The tweet addressed to Biden and his running mate Kamala Harris seemed to reveal that Downing Street could have anticipated until the very last moment that Donald Trump would win re-election.
As the message congratulates the projected president-elect on winning the presidency and Harris “on her historic achievement”, it also features the barely visible words “Trump on”.
Also, in the part which reads “the US is our most important ally and I look forward to working closely together”, the words “second term” could be discerned. First reported on by the Guido Fawkes blog, media reports subsequently suggested the awkward blunder was an indicator that No 10 was looking ahead to the possibility of congratulating Donald Trump on re-election.

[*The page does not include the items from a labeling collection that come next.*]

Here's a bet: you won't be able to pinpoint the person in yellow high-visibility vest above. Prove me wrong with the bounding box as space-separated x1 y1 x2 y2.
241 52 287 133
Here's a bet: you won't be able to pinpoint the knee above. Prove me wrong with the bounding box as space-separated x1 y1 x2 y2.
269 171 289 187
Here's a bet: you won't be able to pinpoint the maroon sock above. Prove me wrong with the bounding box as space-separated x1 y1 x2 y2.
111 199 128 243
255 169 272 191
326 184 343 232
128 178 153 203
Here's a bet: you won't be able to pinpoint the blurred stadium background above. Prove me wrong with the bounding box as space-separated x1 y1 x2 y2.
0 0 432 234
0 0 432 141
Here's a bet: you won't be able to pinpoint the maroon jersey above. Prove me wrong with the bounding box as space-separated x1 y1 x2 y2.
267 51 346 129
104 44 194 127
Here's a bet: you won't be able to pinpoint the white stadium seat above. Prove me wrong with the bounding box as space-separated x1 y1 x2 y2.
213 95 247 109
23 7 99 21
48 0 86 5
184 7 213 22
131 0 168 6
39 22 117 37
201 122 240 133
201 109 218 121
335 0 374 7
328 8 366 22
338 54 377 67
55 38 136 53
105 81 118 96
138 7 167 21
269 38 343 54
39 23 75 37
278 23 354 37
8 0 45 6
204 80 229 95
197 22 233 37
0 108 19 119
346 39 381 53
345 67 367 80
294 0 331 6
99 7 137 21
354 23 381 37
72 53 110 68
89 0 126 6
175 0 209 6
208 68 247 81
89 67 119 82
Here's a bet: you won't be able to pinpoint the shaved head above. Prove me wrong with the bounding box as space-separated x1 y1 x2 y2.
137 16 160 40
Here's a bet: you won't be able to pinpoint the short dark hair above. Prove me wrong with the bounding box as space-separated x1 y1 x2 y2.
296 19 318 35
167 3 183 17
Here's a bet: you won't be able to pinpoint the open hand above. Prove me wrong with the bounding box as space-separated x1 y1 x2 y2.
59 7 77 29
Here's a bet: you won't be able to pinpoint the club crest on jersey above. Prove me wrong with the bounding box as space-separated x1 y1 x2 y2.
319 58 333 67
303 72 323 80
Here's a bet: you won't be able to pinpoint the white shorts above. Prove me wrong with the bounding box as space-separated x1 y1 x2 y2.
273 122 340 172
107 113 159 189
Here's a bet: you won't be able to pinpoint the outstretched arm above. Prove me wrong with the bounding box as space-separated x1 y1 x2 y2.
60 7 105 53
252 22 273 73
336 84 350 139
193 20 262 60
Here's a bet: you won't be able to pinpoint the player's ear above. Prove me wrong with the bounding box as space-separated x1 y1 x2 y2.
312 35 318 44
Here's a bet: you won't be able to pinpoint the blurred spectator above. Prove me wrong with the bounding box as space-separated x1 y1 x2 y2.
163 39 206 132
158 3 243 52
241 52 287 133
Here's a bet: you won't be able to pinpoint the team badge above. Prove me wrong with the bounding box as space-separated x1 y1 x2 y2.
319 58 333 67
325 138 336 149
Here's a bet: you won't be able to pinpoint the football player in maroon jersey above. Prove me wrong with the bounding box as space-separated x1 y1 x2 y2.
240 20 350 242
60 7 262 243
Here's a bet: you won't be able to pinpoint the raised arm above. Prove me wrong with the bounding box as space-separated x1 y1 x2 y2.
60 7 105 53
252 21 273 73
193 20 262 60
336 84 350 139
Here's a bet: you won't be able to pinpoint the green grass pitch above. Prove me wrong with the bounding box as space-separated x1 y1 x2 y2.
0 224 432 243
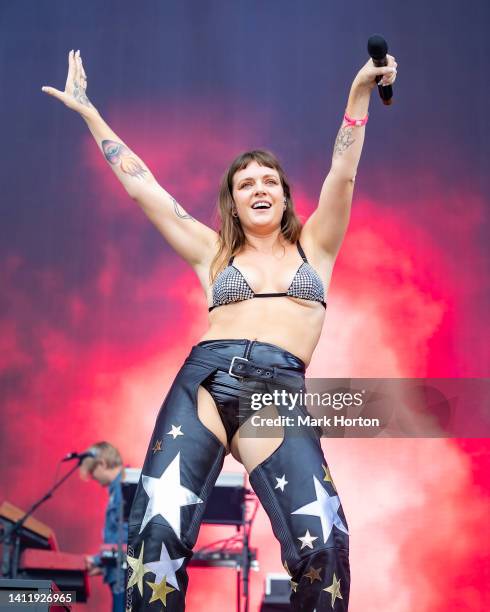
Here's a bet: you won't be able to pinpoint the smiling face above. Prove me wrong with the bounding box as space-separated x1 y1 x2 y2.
233 161 284 231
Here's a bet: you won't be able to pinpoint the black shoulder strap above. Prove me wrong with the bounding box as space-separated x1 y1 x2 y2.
296 240 308 263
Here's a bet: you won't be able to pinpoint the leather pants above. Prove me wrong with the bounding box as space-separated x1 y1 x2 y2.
127 340 350 612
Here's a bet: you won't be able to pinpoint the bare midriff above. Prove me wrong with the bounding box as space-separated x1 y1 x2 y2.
200 296 325 366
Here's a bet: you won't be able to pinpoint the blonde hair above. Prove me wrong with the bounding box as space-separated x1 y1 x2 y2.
209 149 302 284
80 441 123 476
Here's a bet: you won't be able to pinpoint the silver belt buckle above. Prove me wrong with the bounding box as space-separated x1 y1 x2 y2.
228 355 248 378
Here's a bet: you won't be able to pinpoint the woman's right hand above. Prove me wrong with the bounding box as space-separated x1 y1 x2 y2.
41 50 96 116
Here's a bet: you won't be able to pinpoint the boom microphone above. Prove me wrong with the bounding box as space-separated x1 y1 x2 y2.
61 451 97 463
368 34 393 106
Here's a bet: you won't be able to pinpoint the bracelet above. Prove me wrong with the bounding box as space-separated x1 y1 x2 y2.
344 113 369 127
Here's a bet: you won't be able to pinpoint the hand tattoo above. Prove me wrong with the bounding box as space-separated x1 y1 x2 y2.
102 140 148 178
172 198 195 221
333 126 355 155
73 81 92 106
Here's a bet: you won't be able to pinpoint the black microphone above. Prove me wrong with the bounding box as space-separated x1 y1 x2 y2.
61 451 97 463
368 34 393 106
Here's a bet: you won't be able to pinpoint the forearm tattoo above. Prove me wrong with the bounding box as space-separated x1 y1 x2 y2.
172 198 195 221
102 140 148 178
73 80 92 106
333 125 355 155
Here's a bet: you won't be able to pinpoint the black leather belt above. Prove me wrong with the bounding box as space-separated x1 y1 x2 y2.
187 346 304 387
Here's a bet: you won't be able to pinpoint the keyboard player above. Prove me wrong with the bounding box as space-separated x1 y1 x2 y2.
80 442 128 612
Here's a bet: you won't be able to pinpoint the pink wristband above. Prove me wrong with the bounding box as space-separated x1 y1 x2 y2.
344 113 369 127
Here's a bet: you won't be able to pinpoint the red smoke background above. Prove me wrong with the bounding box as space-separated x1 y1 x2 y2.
0 105 490 612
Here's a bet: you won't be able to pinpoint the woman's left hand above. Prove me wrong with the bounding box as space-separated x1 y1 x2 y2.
353 55 398 90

It is still not clear whether the message was assembled before or after Joe Biden was projected to win the count in key battleground states, albeit by a slim margin.

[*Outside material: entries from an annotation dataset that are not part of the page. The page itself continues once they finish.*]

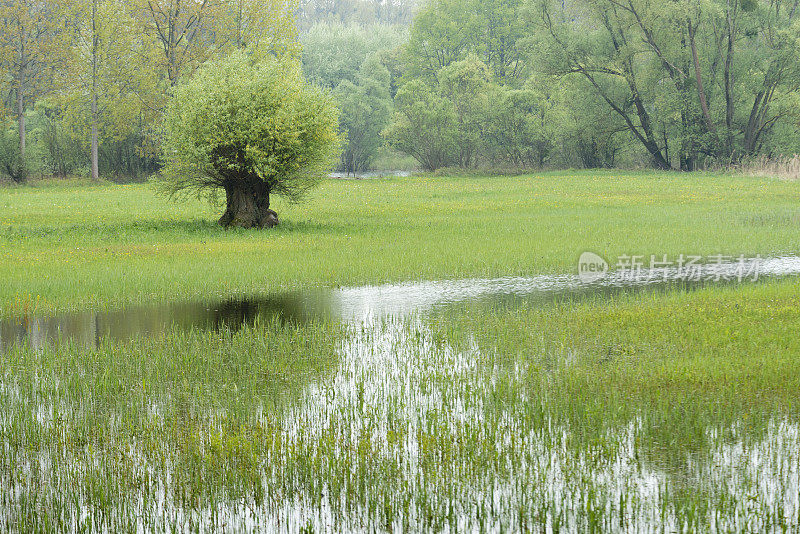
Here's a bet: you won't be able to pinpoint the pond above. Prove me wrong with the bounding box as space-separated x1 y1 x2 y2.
0 256 800 532
0 256 800 350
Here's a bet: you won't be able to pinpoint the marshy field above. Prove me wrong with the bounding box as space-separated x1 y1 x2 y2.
0 171 800 532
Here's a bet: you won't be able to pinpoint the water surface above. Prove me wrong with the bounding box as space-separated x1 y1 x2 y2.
0 256 800 350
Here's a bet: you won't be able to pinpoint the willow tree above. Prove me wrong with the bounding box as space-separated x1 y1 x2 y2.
161 52 340 228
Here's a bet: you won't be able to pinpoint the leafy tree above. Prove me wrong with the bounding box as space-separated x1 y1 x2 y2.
162 52 339 228
303 23 406 173
0 0 63 182
536 0 800 170
59 0 152 180
333 55 392 173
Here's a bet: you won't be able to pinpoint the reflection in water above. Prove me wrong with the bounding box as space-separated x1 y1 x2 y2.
0 256 800 350
0 257 800 532
0 256 800 350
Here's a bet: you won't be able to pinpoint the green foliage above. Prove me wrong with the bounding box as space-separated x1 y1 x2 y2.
333 55 392 173
162 53 339 200
303 23 405 173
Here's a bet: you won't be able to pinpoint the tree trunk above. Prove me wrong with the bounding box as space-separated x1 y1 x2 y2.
91 0 100 181
14 88 28 183
92 100 100 181
219 180 278 228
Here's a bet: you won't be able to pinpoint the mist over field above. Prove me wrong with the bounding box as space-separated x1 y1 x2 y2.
0 0 800 533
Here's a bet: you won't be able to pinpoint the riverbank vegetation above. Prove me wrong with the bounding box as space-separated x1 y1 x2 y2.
0 0 800 181
0 171 800 316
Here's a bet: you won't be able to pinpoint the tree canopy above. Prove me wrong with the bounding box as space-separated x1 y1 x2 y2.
161 52 340 227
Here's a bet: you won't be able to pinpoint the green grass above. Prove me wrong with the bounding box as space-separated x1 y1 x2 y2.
0 172 800 316
0 172 800 532
6 280 800 532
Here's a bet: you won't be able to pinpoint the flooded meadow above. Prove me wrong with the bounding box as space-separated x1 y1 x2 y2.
0 257 800 532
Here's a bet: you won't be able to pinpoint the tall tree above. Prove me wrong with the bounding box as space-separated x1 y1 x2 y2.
0 0 61 182
132 0 225 86
61 0 148 180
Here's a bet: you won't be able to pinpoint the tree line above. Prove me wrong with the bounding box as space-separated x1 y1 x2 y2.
318 0 800 171
0 0 800 181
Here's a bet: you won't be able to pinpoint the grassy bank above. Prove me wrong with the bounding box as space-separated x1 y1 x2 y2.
0 172 800 316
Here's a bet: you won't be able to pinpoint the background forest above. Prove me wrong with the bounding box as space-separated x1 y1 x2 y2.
0 0 800 182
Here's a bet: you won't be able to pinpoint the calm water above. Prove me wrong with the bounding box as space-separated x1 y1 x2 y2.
0 256 800 350
0 256 800 532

A UK government spokesman later dismissed the visual controversy as no more than a technical glitch, saying that two statements had been prepared in advance “for the outcome of this closely contested election”.
“A technical error meant that parts of the alternative message were embedded in the background of the graphic,” the spokesperson was quoted by The Guardian as saying.
‘More that Unites than Divides’
Conservative Party leader Boris Johnson, who has lavished praise on Donald Trump’s handling of the US economy, saying that he has "many, many good qualities", has widely been by critics as a copy of the Republican leader, who has referred to Johnson approvingly as “Britain Trump”.
Meanwhile, the relationship between Boris Johnson and Joe Biden, who has Irish roots, has given rise to speculations.
Biden previously called Johnson a “physical and emotional clone of Donald Trump”, while voicing negative views on the UK’s plans to renege on parts of its withdrawal agreement with the EU in new Brexit legislation by passing the Internal Markets Bill concerning goods travelling from Britain to Northern Ireland, unless a deal is reached with the bloc.
Biden allies, including a former aide to ex-president Barack Obama, have been disparaging about the UK prime minister, and reportedly have not forgotten Johnson’s remarks in 2016, when he was outgoing Mayor of London.
Writing a column for The Sun newspaper, Johnson had recounted a story about a bust of Winston Churchill purportedly being removed from White House.
“Some said it was a snub to Britain. Some said it was a symbol of the part-Kenyan President’s ancestral dislike of the British empire – of which Churchill had been such a fervent defender,” he wrote.
Nevertheless, Downing Street has emphasised that Johnson and Biden have much in common, in particular a commitment to tackling the issue of climate change.
While Donald Trump has vehemently dismissed the threats purportedly posed by a changing climate and pulled the US out of the Paris climate accord, Biden has vowed to reverse this move.
Earlier, on Sunday, Boris Johnson said there was "more that unites than divides" him and Joe Biden.
In an interview for The Associated Press at 10 Downing St. Johnson pledged to work together with Biden to defend "common values and interests".
“The United States is our closest and most important ally… And that’s been the case under president after president, prime minister after prime minister. It won’t change,” said Johnson.